Dataset supporting the paper "Do wildlife crossing structures mitigate the barrier effect of roads on animal movement? A global assessment" accepted for publication in Journal of Applied Ecology, 2024 (Soanes et al). [paper to be linked following publication]

Includes the 313 studies investigating the effect of wildlife crossing structures on animal movement across the road, as well as data supporting the creation of Figure 5 (state of knowledge table) and Figure 6 (quantitative assessment of change in movement). Each study was categorised into one of four evaluation types: prevent movement decline, restore movement, improve movement, and allow movement.

Study abstract:

1. The widespread impacts of roads on animal movement have led to the search for innovative mitigation tools. Wildlife crossing structures (tunnels or bridges) are a common approach, however their effectiveness remains unclear beyond isolated case studies.

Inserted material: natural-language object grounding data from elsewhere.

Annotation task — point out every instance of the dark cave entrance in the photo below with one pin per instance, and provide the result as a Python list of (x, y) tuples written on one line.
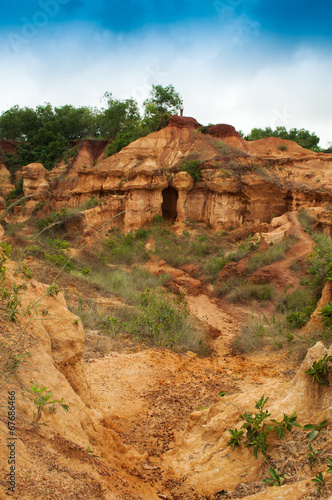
[(169, 204)]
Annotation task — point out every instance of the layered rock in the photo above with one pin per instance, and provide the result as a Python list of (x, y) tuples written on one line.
[(202, 458), (53, 338), (242, 183)]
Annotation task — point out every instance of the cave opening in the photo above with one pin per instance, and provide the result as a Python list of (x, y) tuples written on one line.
[(169, 204)]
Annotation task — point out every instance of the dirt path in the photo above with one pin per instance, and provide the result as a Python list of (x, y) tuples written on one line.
[(280, 273)]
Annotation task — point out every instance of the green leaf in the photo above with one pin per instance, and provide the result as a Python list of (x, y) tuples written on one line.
[(313, 435), (273, 473), (280, 432)]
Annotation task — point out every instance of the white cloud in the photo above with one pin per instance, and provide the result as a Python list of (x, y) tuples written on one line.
[(225, 75)]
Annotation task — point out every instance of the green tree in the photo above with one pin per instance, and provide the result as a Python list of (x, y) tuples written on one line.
[(164, 102), (305, 139)]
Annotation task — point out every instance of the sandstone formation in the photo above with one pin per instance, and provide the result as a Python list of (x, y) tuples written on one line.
[(201, 454), (242, 183), (5, 183), (53, 338)]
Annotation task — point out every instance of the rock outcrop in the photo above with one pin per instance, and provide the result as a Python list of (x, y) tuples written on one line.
[(238, 183), (202, 458), (53, 337)]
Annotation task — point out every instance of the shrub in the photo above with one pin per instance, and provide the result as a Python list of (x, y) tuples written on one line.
[(319, 370), (57, 243), (164, 324), (249, 338), (273, 254), (326, 312), (127, 249)]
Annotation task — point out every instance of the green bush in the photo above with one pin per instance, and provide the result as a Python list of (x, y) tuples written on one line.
[(127, 249), (275, 253), (164, 324), (249, 338)]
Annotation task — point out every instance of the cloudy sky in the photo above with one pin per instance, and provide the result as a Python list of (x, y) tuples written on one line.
[(249, 63)]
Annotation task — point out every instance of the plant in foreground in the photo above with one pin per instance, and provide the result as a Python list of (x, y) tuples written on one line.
[(41, 397), (316, 428), (329, 470), (319, 370), (287, 424), (319, 480), (276, 478), (256, 428), (236, 435), (313, 455)]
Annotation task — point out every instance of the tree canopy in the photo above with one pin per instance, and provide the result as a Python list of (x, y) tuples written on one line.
[(44, 133), (304, 138)]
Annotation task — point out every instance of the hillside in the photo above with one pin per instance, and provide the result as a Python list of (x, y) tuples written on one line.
[(163, 293)]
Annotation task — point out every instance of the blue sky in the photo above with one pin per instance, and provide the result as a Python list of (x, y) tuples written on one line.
[(243, 62)]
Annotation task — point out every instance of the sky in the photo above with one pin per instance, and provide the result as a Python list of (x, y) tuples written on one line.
[(248, 63)]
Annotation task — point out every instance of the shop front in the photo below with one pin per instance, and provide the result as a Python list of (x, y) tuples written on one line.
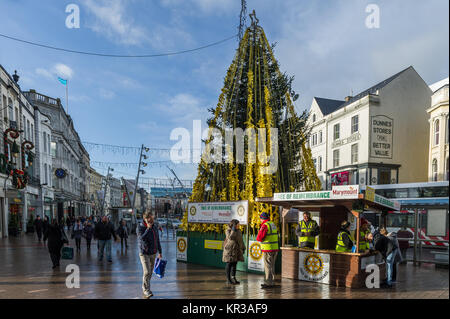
[(324, 264)]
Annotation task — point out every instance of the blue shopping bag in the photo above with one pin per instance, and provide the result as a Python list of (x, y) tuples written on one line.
[(160, 267)]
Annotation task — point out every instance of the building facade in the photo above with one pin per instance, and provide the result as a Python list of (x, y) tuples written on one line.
[(438, 161), (69, 158), (379, 136)]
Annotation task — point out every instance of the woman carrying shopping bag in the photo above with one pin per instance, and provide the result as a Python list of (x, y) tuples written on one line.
[(233, 250)]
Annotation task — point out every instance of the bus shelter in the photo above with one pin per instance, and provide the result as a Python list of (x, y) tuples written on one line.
[(325, 265)]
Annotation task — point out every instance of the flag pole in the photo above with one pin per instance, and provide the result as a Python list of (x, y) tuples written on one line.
[(67, 95)]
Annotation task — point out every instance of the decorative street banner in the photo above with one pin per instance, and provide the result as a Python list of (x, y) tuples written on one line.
[(214, 244), (218, 212), (337, 192), (255, 256), (381, 133), (182, 248), (314, 267)]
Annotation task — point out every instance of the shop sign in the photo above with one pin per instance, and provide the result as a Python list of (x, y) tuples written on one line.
[(255, 256), (340, 178), (314, 267), (182, 248), (370, 194), (218, 212), (381, 136), (214, 244), (352, 138), (337, 192)]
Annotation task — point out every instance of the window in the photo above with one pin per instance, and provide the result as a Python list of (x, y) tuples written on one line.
[(436, 132), (354, 153), (336, 132), (355, 122), (434, 170), (335, 158)]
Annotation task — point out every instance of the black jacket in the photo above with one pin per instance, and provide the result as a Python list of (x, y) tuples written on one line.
[(148, 239), (104, 231), (383, 244), (56, 238)]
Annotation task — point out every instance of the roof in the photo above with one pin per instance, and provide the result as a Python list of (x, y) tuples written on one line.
[(438, 85), (330, 106)]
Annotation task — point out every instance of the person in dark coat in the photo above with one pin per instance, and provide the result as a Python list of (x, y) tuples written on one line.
[(122, 231), (233, 250), (77, 232), (88, 232), (45, 225), (103, 232), (56, 240), (38, 227)]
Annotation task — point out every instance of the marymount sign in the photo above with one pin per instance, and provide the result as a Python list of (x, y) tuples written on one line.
[(337, 192)]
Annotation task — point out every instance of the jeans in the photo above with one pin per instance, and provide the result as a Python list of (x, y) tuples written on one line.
[(101, 247), (390, 266), (148, 262), (269, 267)]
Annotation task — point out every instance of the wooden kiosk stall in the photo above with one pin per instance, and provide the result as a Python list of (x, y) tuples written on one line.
[(325, 265)]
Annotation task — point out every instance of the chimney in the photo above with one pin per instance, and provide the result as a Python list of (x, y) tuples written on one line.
[(15, 76)]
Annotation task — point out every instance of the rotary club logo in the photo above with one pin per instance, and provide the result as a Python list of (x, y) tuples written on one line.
[(181, 245), (241, 210), (255, 251), (313, 264)]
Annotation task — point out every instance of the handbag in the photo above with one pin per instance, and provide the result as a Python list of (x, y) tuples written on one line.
[(160, 267), (67, 253)]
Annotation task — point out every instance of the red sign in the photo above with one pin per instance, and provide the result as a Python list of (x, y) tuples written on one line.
[(340, 178)]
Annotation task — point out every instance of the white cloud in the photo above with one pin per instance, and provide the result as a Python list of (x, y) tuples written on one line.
[(112, 22), (106, 94), (63, 71)]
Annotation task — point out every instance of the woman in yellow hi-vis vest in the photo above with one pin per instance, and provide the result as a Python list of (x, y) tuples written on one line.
[(344, 241), (307, 230), (268, 237)]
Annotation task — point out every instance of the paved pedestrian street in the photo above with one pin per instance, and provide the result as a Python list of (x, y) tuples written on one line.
[(25, 272)]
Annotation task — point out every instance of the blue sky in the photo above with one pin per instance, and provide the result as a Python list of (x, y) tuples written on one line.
[(324, 44)]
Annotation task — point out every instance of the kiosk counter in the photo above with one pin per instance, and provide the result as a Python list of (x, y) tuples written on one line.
[(325, 265)]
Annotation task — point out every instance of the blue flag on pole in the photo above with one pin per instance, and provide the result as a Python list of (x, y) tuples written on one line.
[(62, 81)]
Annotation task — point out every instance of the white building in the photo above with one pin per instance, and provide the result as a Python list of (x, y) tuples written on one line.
[(379, 136), (438, 162)]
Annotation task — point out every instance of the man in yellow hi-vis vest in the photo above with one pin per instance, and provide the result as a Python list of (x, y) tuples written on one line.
[(306, 231), (268, 237)]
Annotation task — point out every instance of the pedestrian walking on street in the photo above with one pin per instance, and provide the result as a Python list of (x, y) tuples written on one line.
[(268, 237), (122, 231), (38, 226), (388, 250), (233, 250), (45, 225), (88, 232), (77, 233), (149, 245), (398, 256), (103, 233), (56, 240)]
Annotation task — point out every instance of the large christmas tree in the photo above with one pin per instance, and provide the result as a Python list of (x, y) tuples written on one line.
[(255, 95)]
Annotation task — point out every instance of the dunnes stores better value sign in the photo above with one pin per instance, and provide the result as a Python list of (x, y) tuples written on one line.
[(381, 136)]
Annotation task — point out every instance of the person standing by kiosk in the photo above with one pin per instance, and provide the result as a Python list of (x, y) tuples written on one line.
[(307, 230), (268, 237)]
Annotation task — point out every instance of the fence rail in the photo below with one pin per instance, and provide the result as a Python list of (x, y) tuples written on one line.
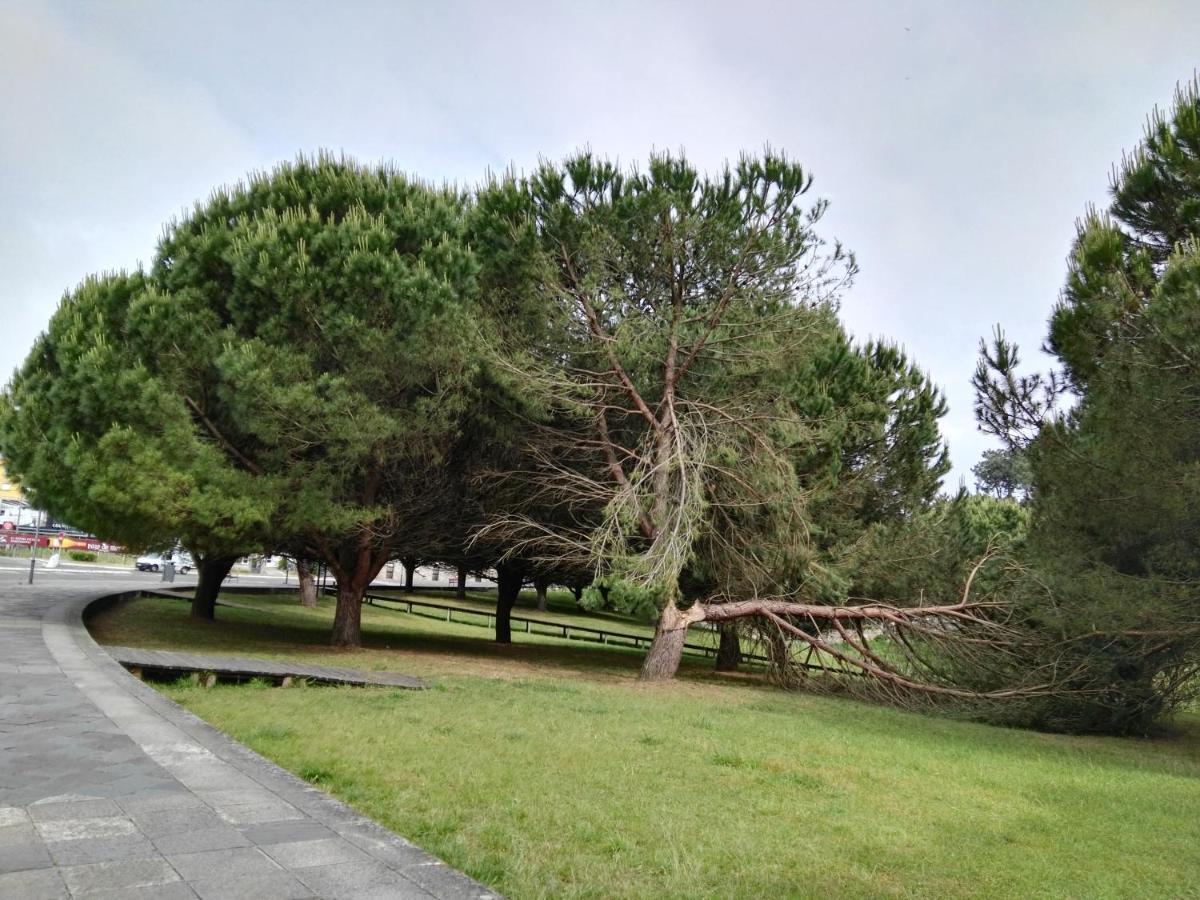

2. We conduct an extensive literature review and synthesis to address the question: What is the evidence that wildlife crossing structures mitigate the barrier effect of roads on wildlife movement? In particular we investigated whether wildlife crossing structures prevented an expected decline in cross-road movement, restored movement to pre-construction conditions, or improved movement relative to taking no action.

3. In an analysis of 313 studies, only 14% evaluated whether wildlife crossing structures resulted in a change in animal movement across roads. We identified critical problems in existing studies, especially the lack of benchmarks (e.g., pre-road, pre-mitigation or control data) and the use of biased comparisons.

4. Wildlife crossing structures allowed cross-road movement in 98% of datasets and improved movement in ~60%. In contrast, the decline of wildlife movement was prevented in fewer than 40% of cases. For most structure types and species groups there was insufficient evidence to draw generalisable conclusions.

5. Synthesis and Applications: The evidence to date suggests that wildlife crossing structures can mitigate the barrier effect of roads on wildlife movement, but in many cases have been poorly implemented or evaluated. The most supported measures were: the addition of ledges and vegetation cover to increase movement for small mammals; underpasses to prevent the decline in movement of ungulates following road construction; and improving road-crossing for arboreal mammals using canopy bridges and vegetated medians. We strongly recommend that future use of crossing structures closely adhere to species-specific, best-practice guidelines to improve implementation, and be paired with a thorough evaluation that includes benchmark comparisons, particularly for measures and species that lack sufficient evidence (e.g. invertebrates, amphibians, reptiles, birds, and overpasses).